A man is trapped in a room.The room has 2 doors and 2 guards on those doors.One guard always speak true and the other always lie.Out of the two doors one goes towards escape and one towards jail. The man does not know which guard is lier and on which door and of course which door opens where. Fortunately,he has given a chance of escape by asking only one question to any of the guards.
Now the question is what question the man should ask?


Suppose the situation is

Gaurd 1 stands at Door 1 and Guard 2 stands at Door 2

The man should ask the Guard 1 this question -

" What will be the Answer of the Guard 2 when I ask him where does door 2 lead to?"

case 1:

If the Guard 1 Says "Guard 2 will say - towards JAIL" -
then the Door 2 will take him outside

Case 2:

If the Guard 1 Says "Guard 2 will say - towards outside" -
then the Door 1 will take him outside


A king has 100 sons(not dhritarashtra) and he wants a real fundoo girl to become his daughter-in-law. so he sets a plan. a certain amount is fixed for each son. (this much amount is to be given to the girl who marries that particular son). after that he invites a girl. the condition is that each son will be prsented to the girl and his amount will be told. you can choose any son randomly and after knowing the amount you can either accept or reject the guy. and go for another one, again randomly. but you can't go back to a previously rejected guy. the question is to get the maximum amount what will be your strategy?

The music stopped. She died. Explain


She was on LSS(Life Support System) and there was no UPS or power back up. The music stopped as the power went boom!
A man goes to a restaurant and orders Albatross Soup. The waiter brings the soup. The man tastes it, comes out of the restaurant and shoots himself. Why?


Albatross soup (variant 1.2 of 18 available across the globe) served in that hotel was extremely hot and poisonous. Got him all "fired" up. Didn't prolong the agony and shot himself.
A man wakes up in the morning, goes to a place, takes three left turns in succession and meets a masked man. What is the profession of the first man? Profession: Good Samritan 4 times over.

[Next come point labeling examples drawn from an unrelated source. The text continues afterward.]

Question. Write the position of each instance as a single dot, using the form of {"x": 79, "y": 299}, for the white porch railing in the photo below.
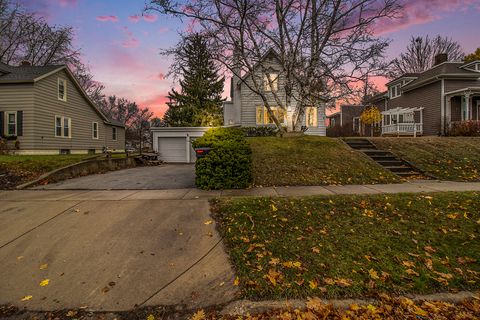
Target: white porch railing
{"x": 403, "y": 129}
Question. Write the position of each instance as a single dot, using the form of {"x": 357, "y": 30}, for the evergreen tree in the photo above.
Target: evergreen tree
{"x": 199, "y": 102}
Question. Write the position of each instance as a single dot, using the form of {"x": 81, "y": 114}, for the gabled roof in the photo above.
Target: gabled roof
{"x": 24, "y": 74}
{"x": 442, "y": 70}
{"x": 31, "y": 74}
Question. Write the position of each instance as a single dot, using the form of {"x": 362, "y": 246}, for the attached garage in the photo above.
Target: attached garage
{"x": 174, "y": 144}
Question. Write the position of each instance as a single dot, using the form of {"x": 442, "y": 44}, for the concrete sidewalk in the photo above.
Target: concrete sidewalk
{"x": 109, "y": 255}
{"x": 194, "y": 194}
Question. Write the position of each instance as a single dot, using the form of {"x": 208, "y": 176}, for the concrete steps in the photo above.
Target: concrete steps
{"x": 384, "y": 158}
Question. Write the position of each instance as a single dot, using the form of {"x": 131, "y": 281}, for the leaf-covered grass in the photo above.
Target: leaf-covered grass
{"x": 448, "y": 158}
{"x": 310, "y": 160}
{"x": 352, "y": 246}
{"x": 29, "y": 167}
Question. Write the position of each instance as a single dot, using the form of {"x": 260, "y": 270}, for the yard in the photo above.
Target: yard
{"x": 352, "y": 246}
{"x": 312, "y": 160}
{"x": 16, "y": 169}
{"x": 447, "y": 158}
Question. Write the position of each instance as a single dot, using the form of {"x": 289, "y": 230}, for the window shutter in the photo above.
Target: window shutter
{"x": 19, "y": 123}
{"x": 2, "y": 124}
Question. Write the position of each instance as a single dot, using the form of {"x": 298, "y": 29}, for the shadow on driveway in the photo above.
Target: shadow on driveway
{"x": 168, "y": 176}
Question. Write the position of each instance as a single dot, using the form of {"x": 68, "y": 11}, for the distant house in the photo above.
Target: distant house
{"x": 429, "y": 102}
{"x": 47, "y": 112}
{"x": 247, "y": 108}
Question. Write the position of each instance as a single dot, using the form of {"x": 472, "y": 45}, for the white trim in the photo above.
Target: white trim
{"x": 114, "y": 129}
{"x": 64, "y": 82}
{"x": 7, "y": 123}
{"x": 62, "y": 127}
{"x": 95, "y": 129}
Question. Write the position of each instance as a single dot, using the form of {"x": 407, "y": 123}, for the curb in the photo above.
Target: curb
{"x": 244, "y": 307}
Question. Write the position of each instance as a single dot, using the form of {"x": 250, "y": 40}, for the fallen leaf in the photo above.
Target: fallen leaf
{"x": 199, "y": 315}
{"x": 44, "y": 283}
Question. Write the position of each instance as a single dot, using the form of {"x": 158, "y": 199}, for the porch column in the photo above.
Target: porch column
{"x": 448, "y": 113}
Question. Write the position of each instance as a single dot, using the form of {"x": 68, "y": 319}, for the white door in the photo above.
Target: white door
{"x": 172, "y": 149}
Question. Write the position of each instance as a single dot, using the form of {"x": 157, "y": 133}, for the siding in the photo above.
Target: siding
{"x": 428, "y": 97}
{"x": 452, "y": 85}
{"x": 47, "y": 106}
{"x": 19, "y": 97}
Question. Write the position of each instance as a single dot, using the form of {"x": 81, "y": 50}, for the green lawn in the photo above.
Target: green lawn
{"x": 312, "y": 160}
{"x": 448, "y": 158}
{"x": 24, "y": 168}
{"x": 352, "y": 246}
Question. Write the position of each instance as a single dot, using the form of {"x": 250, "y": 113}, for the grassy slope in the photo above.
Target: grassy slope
{"x": 29, "y": 167}
{"x": 349, "y": 246}
{"x": 312, "y": 161}
{"x": 449, "y": 158}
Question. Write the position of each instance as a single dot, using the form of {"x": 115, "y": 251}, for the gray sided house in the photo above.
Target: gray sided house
{"x": 429, "y": 102}
{"x": 47, "y": 112}
{"x": 247, "y": 108}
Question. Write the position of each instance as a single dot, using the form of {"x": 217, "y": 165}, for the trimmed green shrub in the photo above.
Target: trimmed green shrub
{"x": 470, "y": 128}
{"x": 263, "y": 131}
{"x": 228, "y": 165}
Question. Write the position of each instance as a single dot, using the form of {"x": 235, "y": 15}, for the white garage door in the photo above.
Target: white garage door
{"x": 172, "y": 149}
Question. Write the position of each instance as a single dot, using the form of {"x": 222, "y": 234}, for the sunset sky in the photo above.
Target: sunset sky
{"x": 122, "y": 46}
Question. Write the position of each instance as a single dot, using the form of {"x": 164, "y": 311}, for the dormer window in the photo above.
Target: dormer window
{"x": 273, "y": 78}
{"x": 394, "y": 91}
{"x": 62, "y": 89}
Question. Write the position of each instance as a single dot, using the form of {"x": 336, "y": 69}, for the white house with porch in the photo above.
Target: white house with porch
{"x": 401, "y": 121}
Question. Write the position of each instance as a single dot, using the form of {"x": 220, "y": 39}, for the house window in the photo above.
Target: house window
{"x": 94, "y": 130}
{"x": 274, "y": 79}
{"x": 311, "y": 119}
{"x": 395, "y": 91}
{"x": 62, "y": 89}
{"x": 262, "y": 116}
{"x": 11, "y": 123}
{"x": 63, "y": 127}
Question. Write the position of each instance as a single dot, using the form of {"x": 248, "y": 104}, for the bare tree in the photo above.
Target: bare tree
{"x": 324, "y": 47}
{"x": 420, "y": 54}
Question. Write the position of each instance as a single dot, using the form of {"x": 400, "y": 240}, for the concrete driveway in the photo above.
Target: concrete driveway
{"x": 167, "y": 176}
{"x": 109, "y": 255}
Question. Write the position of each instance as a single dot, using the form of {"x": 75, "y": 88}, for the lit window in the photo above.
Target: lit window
{"x": 63, "y": 127}
{"x": 11, "y": 123}
{"x": 94, "y": 130}
{"x": 395, "y": 91}
{"x": 62, "y": 89}
{"x": 311, "y": 117}
{"x": 273, "y": 86}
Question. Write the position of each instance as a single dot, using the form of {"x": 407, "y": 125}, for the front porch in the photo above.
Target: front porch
{"x": 402, "y": 122}
{"x": 462, "y": 105}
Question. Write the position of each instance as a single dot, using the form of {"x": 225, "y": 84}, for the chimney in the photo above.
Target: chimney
{"x": 440, "y": 58}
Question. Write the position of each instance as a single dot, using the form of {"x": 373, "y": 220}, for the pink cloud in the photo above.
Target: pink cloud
{"x": 134, "y": 18}
{"x": 157, "y": 103}
{"x": 107, "y": 18}
{"x": 417, "y": 12}
{"x": 67, "y": 3}
{"x": 150, "y": 17}
{"x": 131, "y": 41}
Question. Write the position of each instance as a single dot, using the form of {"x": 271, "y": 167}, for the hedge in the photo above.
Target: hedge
{"x": 229, "y": 163}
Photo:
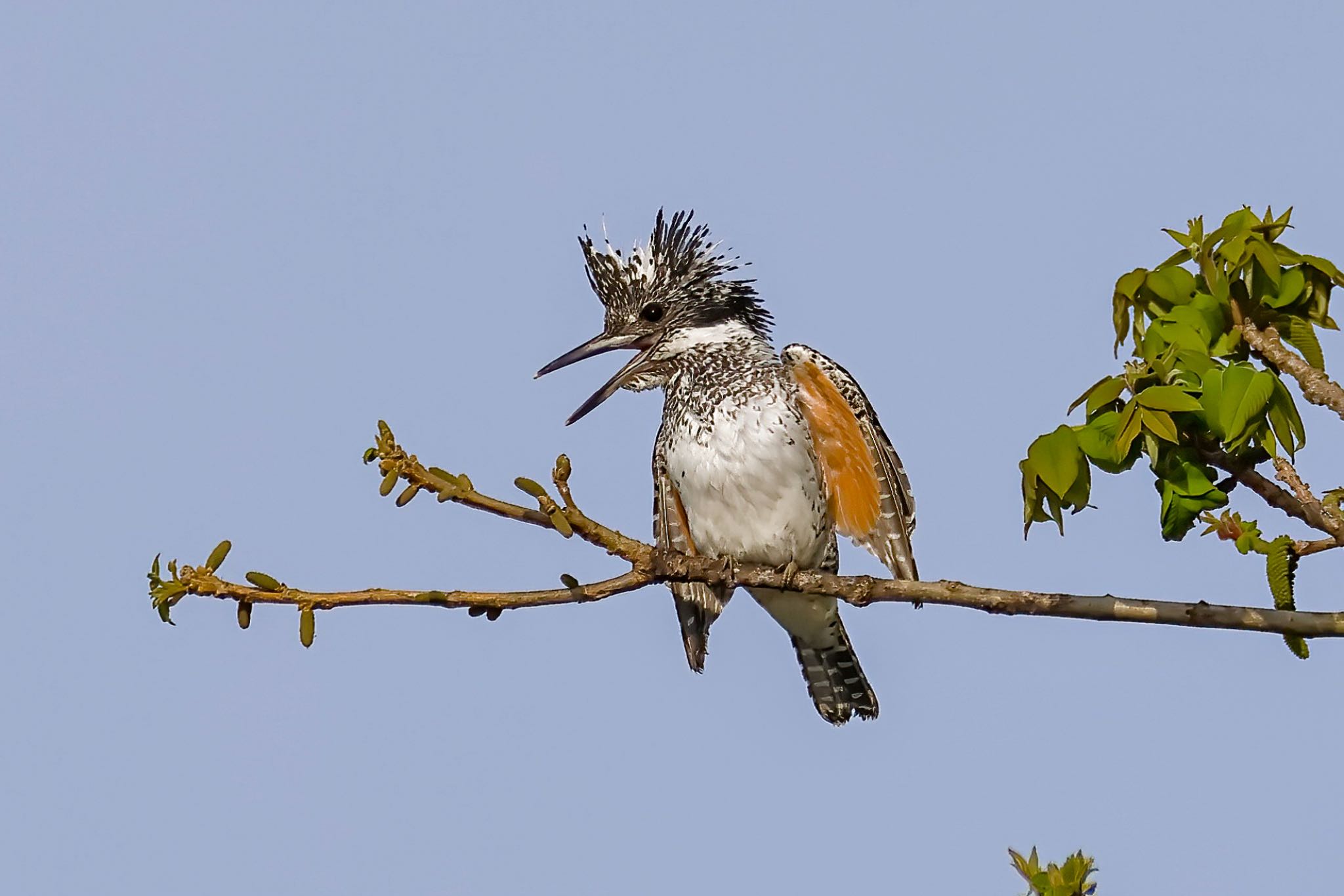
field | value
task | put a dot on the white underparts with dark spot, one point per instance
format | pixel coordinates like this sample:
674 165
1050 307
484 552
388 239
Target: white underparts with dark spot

The man had done 4 "right" turns (good deeds) the previous day so to make for the imbalance, he did 3 "left" turns and met his long lost friend Long Gone Silver whose face got burnt during the fire at the theatres on Friday the 13th, October 1999.
A Jailor has three bullets and he has four prisoners
The three of them are standing on the stairs one on first staircase second on second and the third on third& the fourth prisoner is made to sit in a closed room with no windows in proper security Jailor make the prisoners wear a cap,two of red colour & two of white He gave them a cap each No body knows about the colour of their cap neither can they see it
He declares that in his count for three if anyone of them will tell
the colour of his cap,he will spare him
You have to simply find that who is that lucky guy ???


i assume that the jailor will spare only the person who tells the colour of the cap first if he is right. also there is something worse than death to dissuade people from making false calls. and lastly that the lucky person is eager to get the ordeal over and if somebody knows the colour of his cap he will speak up immediately.

now under these assumptions:
the fourth person is helpless as he cannot see anything and due to the symmetry the replies do not give him any extra indicatons.

the third person sees two caps and if they are the same colour he speaks up immediately. now even the second person knows the colour of his cap as it is the same as the colour of the first persons cap, but unfortunately the lucky berth is gone.

if the first two are wearing different coloured caps the third is helpless and hence doesnot speak up. now the second person can infer the colour of his cap from the colour of the cap worn by the first person and speaks up and is spared.

so depending on the colours of the first two caps either the second or the third person is spared. now to determine the lucky guy we need the probablity of the first two guys getting a cap of the same colour which is 1/3, where as that they get different colour has 2/3 probablity and so the 2nd person could be called the luckiest if you wish!!